The expectation at our institution is that the IR team will be in the hospital within 30 minutes of activation, as per the requirement of the American College of Surgeons Committee on Trauma.12 Time of activation is difficult to capture and so ED door-to-puncture time for patients taken directly to angiography is a quality metric that is monitored and reviewed by the trauma program and reported at the multidisciplinary trauma quality improvement (QI) meetings, analogous to the quality assurance programs for our acute stroke and cardiac programs. An IR technician is in the hospital 24 hours every day to facilitate preparation of the IR suite on activation of the team, and the patient can be transported to IR and positioned and prepped by the technician while the IR team is mobilized. This study demonstrates that when IR team mobilization is prioritized, supported and monitored at the institution level, reduced time to angioembolization is feasible.

This study has several limitations. A limitation is the retrospective nature of data collection, which made determination of the exact timing of interventions challenging. Consequently, extensive chart review was performed to extract relevant data from procedure notes and IR logs. Forty-nine percent of patients with shock were transferred from other institutions, which could impact the time to IR by prenotification of the team and potentially contribute to survival bias. We did not observe a significant difference in the time to IR for the transfer versus non-transfer patients, but transfer patients had an overall mortality of 9% compared with 21% for the non-transfer patients.

Thus, mortality in our patients arriving directly from the field benchmarks favorable to the AAST trial results and the isolated PPP cohort in the report from Denver, but, importantly, our protocol avoids the recognized significant complications of PPP. In addition, essentially half of all patients with pelvic fractures who met the AAST multi-institutional study criteria for shock did not require an acute hemorrhage control intervention (neither IR nor OR, including PPP).
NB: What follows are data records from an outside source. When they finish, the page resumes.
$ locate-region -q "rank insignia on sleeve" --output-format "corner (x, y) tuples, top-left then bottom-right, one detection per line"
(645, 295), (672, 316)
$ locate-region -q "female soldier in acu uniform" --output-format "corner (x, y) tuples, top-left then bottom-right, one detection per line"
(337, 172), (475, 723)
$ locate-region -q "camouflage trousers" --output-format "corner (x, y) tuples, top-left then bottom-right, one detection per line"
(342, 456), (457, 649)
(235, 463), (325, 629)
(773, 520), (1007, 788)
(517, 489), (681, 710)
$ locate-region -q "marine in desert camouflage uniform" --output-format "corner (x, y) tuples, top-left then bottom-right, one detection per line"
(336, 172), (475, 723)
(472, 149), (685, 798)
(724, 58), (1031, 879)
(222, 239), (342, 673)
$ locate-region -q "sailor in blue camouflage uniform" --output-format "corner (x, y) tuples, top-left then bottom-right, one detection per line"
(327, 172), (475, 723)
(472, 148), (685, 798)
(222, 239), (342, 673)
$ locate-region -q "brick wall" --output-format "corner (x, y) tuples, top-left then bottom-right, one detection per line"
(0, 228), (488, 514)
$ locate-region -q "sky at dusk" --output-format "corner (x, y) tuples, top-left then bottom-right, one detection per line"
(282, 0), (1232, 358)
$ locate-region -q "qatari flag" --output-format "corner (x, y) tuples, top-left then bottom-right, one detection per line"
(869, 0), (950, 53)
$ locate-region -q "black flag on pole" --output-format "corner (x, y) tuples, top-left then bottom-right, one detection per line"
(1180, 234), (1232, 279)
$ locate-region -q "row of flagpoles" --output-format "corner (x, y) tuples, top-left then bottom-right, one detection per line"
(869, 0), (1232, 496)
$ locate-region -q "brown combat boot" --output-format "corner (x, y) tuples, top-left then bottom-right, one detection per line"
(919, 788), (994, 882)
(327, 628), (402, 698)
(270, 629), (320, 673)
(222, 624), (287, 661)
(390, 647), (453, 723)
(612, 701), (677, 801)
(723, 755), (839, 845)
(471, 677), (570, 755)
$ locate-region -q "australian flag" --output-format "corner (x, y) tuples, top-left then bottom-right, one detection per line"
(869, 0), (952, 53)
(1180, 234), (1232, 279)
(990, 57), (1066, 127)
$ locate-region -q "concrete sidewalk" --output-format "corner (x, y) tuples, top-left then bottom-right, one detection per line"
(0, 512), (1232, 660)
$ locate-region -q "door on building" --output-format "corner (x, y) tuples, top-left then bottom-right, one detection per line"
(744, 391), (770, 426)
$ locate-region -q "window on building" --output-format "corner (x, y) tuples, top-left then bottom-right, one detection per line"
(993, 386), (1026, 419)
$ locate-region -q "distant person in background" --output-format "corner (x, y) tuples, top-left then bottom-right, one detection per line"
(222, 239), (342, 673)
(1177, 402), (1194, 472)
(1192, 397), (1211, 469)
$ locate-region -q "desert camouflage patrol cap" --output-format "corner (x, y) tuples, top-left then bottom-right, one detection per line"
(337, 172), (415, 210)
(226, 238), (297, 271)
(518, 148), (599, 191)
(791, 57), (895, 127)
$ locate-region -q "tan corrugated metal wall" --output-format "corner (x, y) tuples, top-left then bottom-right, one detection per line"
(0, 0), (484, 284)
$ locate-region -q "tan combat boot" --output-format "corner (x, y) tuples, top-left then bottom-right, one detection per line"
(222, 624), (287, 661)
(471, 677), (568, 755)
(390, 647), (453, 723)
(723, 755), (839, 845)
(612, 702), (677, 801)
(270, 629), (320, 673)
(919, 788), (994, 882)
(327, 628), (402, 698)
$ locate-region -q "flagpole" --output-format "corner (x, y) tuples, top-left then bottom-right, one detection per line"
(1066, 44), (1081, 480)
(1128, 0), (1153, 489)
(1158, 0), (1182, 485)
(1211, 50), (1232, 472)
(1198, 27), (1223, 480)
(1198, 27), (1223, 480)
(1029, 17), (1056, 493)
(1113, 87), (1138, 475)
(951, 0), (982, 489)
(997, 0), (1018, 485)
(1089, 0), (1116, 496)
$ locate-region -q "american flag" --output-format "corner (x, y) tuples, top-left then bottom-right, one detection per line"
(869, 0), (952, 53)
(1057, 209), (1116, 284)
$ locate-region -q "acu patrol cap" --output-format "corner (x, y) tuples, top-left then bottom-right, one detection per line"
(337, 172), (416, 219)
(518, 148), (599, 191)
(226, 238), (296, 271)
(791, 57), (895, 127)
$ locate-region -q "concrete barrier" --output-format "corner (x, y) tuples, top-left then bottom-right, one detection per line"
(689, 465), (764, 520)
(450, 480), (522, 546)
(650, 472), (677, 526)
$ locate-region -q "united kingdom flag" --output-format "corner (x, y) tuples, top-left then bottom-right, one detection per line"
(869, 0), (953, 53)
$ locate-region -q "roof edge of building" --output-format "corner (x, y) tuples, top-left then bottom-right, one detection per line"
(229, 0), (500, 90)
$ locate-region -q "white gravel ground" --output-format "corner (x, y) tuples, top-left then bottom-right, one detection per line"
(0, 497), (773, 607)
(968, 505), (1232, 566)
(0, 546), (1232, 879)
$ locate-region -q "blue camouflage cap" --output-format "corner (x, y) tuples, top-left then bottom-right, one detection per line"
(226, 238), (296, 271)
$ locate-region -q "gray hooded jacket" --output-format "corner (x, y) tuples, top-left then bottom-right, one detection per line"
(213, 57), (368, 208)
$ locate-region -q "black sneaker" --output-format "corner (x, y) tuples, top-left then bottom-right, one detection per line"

The same was true for 68% of the shock group in the AAST study, suggesting that either the criteria to designate shock was too broad or these patients had venous bleeding that was responsive to pelvic circumferential compression and resuscitation without the need for further intervention.

Although it may be necessary to implement use of PPP in facilities with limited local resources and time delays to angiography, this study demonstrates that use of strategies to reduce IR mobilization times at the institution level (complex pelvic fracture protocol development bypassing diagnostic CT scan for patients in shock, in-house IR technician, and quality improvement monitoring by a multidisciplinary council) can prove to be successful and appears to be associated with improved patient outcomes. This evaluation of our institution’s performance has reinvigorated our multidisciplinary effort to achieve further reductions in delays to angiography, especially in light of significantly lower in-hospital mortality and avoidance of morbid invasive procedures in this high-risk group of patients.